Sayfalar

YAYIN LİSTESİ (Bütün yazılarıma buradan erişebilirsiniz.)

2 Mart 2021 Salı

ÖĞRENCİLERİ ANLAMAK


Herkese merhaba. İnsan davranışlarını anlama konusunda pazarlamacılardan öğreneceğimiz çok şey olduğunu hep düşünmüşümdür. Temel ihtiyacı olmayan şeyler de dahi büyük bir arzu ile insanlar ve ürün arasında bağ oluşturabilmek çok kolay bir iş değildir. Öğretmenlik mesleğini çok seviyorum ve öğrencilerimde öğrenmeye karşı bir bağ oluşturabilmek en büyük amacım. Bu anlamda okuduğum öğrendiğim şeyleri eğitim alanında nasıl kullanabilirim acaba diye hep düşünmüşümdür. Kendi üzerimde denediğim birkaç deneysel çalışmam bile oldu. Belki onlardan da bahsederim bir gün. Ama bugün paylaşacağım yazıyı okuduğumda kendime, acaba ben öğrencilerimi ne kadar tanıyorum diye sordum. İşte bana bu soruyu sorduran o yazı. İyi okumalar.

TÜKETİCİYİ ANLAMAK
1993 yılında yabancı bir eğitmenden “Consumer Insight” (tüketici içgörüsü) başlıklı bir eğitim aldık. O eğitimde araştırma teknikleri konusunda çok detay öğrendik, taşlar yerine oturdu. Brif (iş özeti) hazırlamayı, rapor yorumlamayı ve yazmayı gördük; ancak öğrendiğimiz en önemli şey; “consumer insight” denen kavramın “araştırma”dan daha kapsamlı bir konu olduğuydu.
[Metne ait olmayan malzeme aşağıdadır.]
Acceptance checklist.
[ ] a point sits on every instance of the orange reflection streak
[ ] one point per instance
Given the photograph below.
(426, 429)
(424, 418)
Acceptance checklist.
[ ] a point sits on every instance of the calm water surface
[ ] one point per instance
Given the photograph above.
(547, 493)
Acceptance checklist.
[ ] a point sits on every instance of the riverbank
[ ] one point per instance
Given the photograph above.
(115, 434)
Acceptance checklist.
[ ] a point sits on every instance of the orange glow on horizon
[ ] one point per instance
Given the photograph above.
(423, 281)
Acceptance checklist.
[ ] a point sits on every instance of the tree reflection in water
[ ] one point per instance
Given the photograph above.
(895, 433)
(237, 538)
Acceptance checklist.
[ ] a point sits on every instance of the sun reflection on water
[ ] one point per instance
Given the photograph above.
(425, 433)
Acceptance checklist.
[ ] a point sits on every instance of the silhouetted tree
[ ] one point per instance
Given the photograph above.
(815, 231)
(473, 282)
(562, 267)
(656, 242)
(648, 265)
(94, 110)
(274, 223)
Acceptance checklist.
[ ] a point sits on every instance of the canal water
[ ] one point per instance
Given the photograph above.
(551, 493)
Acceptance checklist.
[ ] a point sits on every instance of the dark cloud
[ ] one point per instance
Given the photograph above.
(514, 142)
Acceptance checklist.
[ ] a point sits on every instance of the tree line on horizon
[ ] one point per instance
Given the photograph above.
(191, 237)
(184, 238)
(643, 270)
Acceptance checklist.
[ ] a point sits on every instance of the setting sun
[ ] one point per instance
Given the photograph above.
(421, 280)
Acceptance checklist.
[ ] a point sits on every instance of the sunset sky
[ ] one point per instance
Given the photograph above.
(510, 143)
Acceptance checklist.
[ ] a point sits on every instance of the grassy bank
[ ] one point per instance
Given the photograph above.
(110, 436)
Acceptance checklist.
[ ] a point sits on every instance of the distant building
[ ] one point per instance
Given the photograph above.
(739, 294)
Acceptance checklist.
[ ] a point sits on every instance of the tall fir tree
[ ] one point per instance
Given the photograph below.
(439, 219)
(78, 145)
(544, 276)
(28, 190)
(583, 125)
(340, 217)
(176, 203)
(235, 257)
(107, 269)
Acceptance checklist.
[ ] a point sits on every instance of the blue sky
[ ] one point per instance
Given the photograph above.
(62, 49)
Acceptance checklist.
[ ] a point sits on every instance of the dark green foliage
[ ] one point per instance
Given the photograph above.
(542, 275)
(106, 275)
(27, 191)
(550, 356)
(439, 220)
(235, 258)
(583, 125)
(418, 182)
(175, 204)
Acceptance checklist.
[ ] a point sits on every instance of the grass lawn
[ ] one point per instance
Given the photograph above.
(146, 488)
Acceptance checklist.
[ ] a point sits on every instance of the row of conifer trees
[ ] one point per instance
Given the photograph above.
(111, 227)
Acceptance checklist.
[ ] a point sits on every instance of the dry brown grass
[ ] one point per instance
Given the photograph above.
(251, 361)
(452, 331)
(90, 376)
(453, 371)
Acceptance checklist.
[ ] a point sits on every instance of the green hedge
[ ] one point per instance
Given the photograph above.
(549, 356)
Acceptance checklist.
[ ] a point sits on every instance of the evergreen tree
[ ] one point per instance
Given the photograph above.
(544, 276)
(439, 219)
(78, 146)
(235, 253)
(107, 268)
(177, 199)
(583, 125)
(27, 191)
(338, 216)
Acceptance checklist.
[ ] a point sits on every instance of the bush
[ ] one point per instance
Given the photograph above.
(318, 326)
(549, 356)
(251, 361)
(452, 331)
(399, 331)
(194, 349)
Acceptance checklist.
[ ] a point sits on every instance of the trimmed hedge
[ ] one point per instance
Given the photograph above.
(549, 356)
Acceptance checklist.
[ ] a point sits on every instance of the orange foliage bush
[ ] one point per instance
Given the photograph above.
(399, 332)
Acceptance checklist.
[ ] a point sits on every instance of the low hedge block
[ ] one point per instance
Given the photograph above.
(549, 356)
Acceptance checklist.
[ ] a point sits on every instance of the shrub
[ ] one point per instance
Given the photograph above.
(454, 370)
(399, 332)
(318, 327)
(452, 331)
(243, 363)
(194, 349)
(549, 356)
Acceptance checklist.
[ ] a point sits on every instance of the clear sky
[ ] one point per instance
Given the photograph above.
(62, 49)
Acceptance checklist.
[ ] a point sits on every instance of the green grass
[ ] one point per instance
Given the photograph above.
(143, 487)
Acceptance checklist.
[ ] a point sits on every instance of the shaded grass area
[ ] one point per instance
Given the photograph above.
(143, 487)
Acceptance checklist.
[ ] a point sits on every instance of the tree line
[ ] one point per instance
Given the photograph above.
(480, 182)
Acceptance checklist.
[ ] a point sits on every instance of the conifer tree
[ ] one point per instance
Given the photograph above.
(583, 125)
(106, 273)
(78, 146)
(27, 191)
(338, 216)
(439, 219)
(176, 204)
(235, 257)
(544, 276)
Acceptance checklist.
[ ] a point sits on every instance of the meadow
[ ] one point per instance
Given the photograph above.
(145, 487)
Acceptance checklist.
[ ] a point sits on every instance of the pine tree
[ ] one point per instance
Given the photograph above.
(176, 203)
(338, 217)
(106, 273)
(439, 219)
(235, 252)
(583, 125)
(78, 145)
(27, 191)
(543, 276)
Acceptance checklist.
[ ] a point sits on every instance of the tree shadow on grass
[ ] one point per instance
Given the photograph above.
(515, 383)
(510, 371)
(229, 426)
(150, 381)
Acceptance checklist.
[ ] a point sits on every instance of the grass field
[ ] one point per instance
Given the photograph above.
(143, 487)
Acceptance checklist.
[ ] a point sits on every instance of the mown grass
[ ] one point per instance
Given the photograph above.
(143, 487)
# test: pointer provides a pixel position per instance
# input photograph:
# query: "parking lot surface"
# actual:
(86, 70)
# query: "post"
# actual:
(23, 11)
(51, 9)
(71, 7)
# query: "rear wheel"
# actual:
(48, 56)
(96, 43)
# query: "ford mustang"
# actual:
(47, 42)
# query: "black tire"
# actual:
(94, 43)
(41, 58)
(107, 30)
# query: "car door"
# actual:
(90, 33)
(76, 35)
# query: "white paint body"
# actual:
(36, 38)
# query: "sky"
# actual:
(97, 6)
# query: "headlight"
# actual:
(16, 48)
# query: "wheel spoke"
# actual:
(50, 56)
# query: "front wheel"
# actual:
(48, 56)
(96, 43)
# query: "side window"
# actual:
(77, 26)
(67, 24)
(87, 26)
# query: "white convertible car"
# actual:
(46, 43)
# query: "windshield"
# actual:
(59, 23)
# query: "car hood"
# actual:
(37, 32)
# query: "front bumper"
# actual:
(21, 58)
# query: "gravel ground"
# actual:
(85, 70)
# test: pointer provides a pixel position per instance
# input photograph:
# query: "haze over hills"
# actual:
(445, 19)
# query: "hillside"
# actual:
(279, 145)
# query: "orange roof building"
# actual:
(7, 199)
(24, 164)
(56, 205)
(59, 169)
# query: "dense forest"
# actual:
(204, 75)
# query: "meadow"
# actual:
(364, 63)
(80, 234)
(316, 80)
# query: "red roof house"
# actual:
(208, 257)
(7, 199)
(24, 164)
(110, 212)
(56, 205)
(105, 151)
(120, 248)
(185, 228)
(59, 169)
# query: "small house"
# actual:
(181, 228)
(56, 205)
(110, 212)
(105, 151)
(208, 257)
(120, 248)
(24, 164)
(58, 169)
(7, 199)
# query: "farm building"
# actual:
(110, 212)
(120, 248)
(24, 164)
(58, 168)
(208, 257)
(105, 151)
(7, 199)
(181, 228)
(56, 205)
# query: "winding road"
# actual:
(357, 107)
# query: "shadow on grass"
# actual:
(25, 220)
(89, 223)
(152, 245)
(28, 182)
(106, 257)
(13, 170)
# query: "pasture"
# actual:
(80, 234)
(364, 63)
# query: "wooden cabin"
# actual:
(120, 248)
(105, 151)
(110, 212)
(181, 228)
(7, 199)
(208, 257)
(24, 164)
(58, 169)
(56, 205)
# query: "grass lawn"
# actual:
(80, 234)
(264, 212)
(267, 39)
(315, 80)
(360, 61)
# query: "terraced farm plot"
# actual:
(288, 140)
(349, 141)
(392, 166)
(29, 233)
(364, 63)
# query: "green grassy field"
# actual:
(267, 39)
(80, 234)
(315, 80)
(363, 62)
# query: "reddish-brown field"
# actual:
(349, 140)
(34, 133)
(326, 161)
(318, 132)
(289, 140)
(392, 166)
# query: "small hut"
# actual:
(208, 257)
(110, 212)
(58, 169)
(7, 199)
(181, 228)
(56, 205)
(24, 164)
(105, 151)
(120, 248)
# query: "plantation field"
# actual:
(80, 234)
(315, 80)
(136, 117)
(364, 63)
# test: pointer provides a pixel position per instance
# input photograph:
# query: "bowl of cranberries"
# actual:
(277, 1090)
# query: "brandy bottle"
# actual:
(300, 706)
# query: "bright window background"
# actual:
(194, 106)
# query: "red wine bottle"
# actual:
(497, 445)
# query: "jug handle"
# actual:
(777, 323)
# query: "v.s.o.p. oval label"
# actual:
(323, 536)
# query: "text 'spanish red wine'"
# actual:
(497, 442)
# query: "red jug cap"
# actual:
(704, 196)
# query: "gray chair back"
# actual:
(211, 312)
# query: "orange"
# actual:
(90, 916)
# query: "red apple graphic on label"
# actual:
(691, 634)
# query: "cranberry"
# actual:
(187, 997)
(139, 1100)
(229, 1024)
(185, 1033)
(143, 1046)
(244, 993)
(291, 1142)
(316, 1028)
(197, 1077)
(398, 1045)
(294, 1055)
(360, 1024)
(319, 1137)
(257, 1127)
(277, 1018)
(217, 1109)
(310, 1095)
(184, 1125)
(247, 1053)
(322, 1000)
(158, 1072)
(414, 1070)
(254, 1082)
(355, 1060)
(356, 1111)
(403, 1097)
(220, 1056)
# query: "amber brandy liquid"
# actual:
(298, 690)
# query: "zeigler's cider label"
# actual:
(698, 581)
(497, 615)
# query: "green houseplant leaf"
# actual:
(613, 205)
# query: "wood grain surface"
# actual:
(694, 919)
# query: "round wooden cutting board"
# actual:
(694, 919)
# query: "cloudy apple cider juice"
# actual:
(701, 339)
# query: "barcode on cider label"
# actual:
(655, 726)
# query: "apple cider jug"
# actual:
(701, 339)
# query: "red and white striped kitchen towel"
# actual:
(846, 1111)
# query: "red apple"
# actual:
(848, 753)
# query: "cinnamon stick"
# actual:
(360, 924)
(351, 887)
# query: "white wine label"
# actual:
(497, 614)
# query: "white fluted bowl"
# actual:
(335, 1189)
Yani tüketiciyi anlamak, duruma vakıf olmak, olayı çözmek... Eğitmen bize cevaplayamadığımız bazı çarpıcı sorular yöneltti: O dönem en çok izlenen televizyon programının hangisi olduğunu sordu. Cevap Televole idi ve pazarlama grubunda geçen ay içinde Televole izleyen yoktu. Ülkenin en çok satan gazetesini sordu. O dönem TAN idi ve bizim grupta geçen ay TAN okuyan olmamıştı. “Kadınların okuduğu çok satan magazin dergileri var mı?” dedi. Galiba Hafta Sonu idi ve okuyan yoktu. Şirketimizin ürünü ABC deterjanı ağırlıkla elde veya merdaneli makinede çamaşır yıkayan kadınlar kullanıyordu ve bizim ABC ekibi şimdiye kadar bu şekilde bir çamaşır yıkamaya şahit olmamıştı. Elde çamaşır nasıl yıkanır, hayal dahi edemiyorlardı. ABC kullanıcısı kadınlar fazla dışarı çıkmıyor, güne, gezmeye ve de alışverişe gidiyorlardı. Onları toplu halde yakalayabileceğimiz semt pazarlarında “storecheck” yapma alışkanlığımız pek yoktu. “PROBE” denen şeyi duymamış ve yapmamıştık. “Sizin ürünlerin hedef kitlesi olan kadınlar toplu halde eğlenmeye bir yere giderler mi?” diye sordu. Düşündük, aramızdan biri Gülhane Konserleri olabilir dedi. O güne kadar bir Gülhane Konserine kimse gitmemişti. Toplu taşıma aracına binen var mı diye sorduğunda bir kaç cılız cevap aldı. Hepimiz işe ya kendi arabalarımızla geliyorduk, ya da servis ile. Şok ediciydi. Çoğumuz pazarlama işine çok farklı bakmaya başladık o günden sonra. Örneğin toplu taşıma araçlarını daha sık kullanmayı, yüksek rating alan programları bir kez dahi olsa izlemeyi, varoşları, semt pazarlarını gezmeyi bilinçli ve disiplinli bir şekilde yapmaya başladık. Bir profesyonel olarak diyeceğim odur ki; eğer mesleğinizde başarılı olmak istiyorsanız kendinizi zorlayın ve hedef kitlenizle olan buluşma dakikalarınızı artırın. Onların gittiği yerlere gidin, izledikleri mecraları izleyin, görüşün, konuşun, sorun, sorgulayın.
Bugünlük de bu kadar. Görüş ve düşüncelerinizi yorum kısmında yazarak bakış açımızı geliştirebilirsiniz. Kendinize iyi bakın, hoşçakalın.